McCRORY THOMAS In loving memory of my husband Tommy Died 15th July 2017. May the winds of Heaven blow softly and whisper in your ear, how much we love and miss you and wish that you were here. Sacred heart pray for him. Always loved and missed by your wife Mary. xxx
McCRORY Thomas whose 4th Anniversary occurs 15th July. No one on earth could ever replace the sound of your voice, the smile on your face. Today, tomorrow, our whole lives through we will always love and remember you. In my heart your memory lingers, always tender fond and true, there’s not a day daddy that I don’t think of you. Always loved and sadly missed by your daughter Cathy, Rabby, grandchildren and great grandchildren. xxx
McCRORY Thomas Died 15th July 2017. Da when tomor- row starts without you we will not be apart, for every time I think of you, you’ll be right here in my heart. Love you always daddy. Love David, kids and grandkids. xx
McCRORY Tommy In loving memory of my daddy whose 4th Anniversary occurs 15th July. Another year without you daddy can’t believe it’s been four years. Our hearts can feel so many things that words can never say, but memories of you fill us with pride each and everyday. Love you daddy always and forever your daughter Anna, Janty, and grandchildren Maria, Rebecca, John and Kieran. God bless. xxx
McCRORY In loving memory of Thomas McCrory whose 4th Anniversary occurs at this time. With tearful eyes I watched you slip away, although my heart was breaking I knew you could not stay.

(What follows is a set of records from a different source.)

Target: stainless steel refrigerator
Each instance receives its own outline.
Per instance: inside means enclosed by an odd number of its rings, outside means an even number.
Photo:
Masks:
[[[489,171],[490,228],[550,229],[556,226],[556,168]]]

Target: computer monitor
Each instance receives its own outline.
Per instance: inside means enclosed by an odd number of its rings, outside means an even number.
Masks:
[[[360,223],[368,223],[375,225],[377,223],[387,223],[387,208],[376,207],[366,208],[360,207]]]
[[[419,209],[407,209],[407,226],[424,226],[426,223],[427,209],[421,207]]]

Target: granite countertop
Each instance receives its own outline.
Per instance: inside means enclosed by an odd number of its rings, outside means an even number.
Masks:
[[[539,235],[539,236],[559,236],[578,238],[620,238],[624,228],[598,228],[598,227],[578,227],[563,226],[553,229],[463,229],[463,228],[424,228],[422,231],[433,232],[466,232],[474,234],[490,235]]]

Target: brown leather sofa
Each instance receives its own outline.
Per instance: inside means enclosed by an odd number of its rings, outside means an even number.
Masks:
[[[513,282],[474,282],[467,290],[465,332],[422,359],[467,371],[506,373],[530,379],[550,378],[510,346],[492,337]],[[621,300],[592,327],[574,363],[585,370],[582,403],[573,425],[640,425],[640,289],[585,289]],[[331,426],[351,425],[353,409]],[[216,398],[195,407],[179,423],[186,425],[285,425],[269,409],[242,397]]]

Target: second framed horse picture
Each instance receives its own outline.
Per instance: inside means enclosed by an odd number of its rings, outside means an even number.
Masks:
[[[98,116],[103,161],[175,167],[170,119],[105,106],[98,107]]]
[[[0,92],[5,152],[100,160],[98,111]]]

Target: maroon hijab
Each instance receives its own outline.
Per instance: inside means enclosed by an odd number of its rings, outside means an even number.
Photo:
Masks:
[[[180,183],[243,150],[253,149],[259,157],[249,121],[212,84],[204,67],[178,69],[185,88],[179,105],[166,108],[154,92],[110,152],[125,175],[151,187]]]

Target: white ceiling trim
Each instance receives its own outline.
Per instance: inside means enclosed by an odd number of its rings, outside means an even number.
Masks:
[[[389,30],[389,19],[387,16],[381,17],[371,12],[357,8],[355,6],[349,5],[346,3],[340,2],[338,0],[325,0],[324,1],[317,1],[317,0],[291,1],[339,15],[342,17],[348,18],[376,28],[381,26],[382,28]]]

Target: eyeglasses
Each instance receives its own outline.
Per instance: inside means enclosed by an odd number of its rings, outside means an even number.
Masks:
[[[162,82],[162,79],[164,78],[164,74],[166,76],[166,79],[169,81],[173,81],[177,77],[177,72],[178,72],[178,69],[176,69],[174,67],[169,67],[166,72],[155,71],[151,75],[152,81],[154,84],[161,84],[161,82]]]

The moment that you closed your eyes my heart just broke in two, one part filled with heartache the other died with you. Always loved and missed from your daughter Edel, son-in-law Gerard and grandson Gerard, Courtney and great grandsons Kaiden and Mason. We miss you always. xxx
McCRORY Tommy (Digger) 15th July 2017. I bow my head in silence and remember my daddy with love, and know that you’re in Heaven watching from above. Everyday is a struggle and nothing feels the same, and my heart breaks a little more each time I hear your name. If Heaven is for angels I know that’s where you’ll be and know you will be waiting daddy when Heaven calls for me. We love and miss you so much your wee daughter Mairead, Marrisa and Serena. xxx
Although you cannot be here with me we are truly never apart, until the final breath I take you will always be in my heart. May the winds of Heaven blow softly and whisper in your ear how much I love and miss you and wish that you were here. I love you with all my life from your son Declan, Padrigine, grandchildren and great grandchildren.

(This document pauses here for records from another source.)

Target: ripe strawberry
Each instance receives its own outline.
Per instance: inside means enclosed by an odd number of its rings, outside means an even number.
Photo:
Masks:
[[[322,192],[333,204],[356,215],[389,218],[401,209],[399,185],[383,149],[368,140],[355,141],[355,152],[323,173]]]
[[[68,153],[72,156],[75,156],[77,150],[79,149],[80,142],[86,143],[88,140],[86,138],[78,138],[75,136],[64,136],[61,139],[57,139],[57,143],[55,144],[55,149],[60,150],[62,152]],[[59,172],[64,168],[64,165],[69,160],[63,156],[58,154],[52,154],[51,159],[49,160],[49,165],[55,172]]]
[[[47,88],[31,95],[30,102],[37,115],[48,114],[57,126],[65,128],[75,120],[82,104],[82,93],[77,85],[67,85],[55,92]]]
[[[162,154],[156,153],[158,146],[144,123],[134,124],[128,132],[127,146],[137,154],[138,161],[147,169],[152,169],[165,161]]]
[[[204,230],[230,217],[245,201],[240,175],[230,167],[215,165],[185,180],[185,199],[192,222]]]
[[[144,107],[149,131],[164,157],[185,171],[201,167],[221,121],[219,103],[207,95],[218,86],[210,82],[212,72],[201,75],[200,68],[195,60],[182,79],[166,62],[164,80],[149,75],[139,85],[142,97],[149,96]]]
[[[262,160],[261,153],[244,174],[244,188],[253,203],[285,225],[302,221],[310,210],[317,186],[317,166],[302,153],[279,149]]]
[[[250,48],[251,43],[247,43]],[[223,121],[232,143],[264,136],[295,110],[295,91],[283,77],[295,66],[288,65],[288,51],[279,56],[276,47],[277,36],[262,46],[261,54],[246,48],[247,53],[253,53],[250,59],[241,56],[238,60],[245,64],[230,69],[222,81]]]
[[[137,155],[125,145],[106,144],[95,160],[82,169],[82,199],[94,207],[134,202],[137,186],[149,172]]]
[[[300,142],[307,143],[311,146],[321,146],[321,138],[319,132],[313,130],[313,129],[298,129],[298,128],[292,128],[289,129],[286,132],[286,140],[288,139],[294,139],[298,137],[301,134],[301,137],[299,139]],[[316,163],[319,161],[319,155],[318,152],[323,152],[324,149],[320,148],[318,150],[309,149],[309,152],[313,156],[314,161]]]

My angel up in Heaven I wanted you to know, I feel you watching over me everywhere I go. I wish you were here with me but that can never be, memories of you are in my heart that only I can see. They say there is a reason they say that time will heal, but neither time or reason will change the way I feel. May the winds of love blow softly and kiss his gentle face. Always loved and longed from your son Raymond, Maria and Daniel.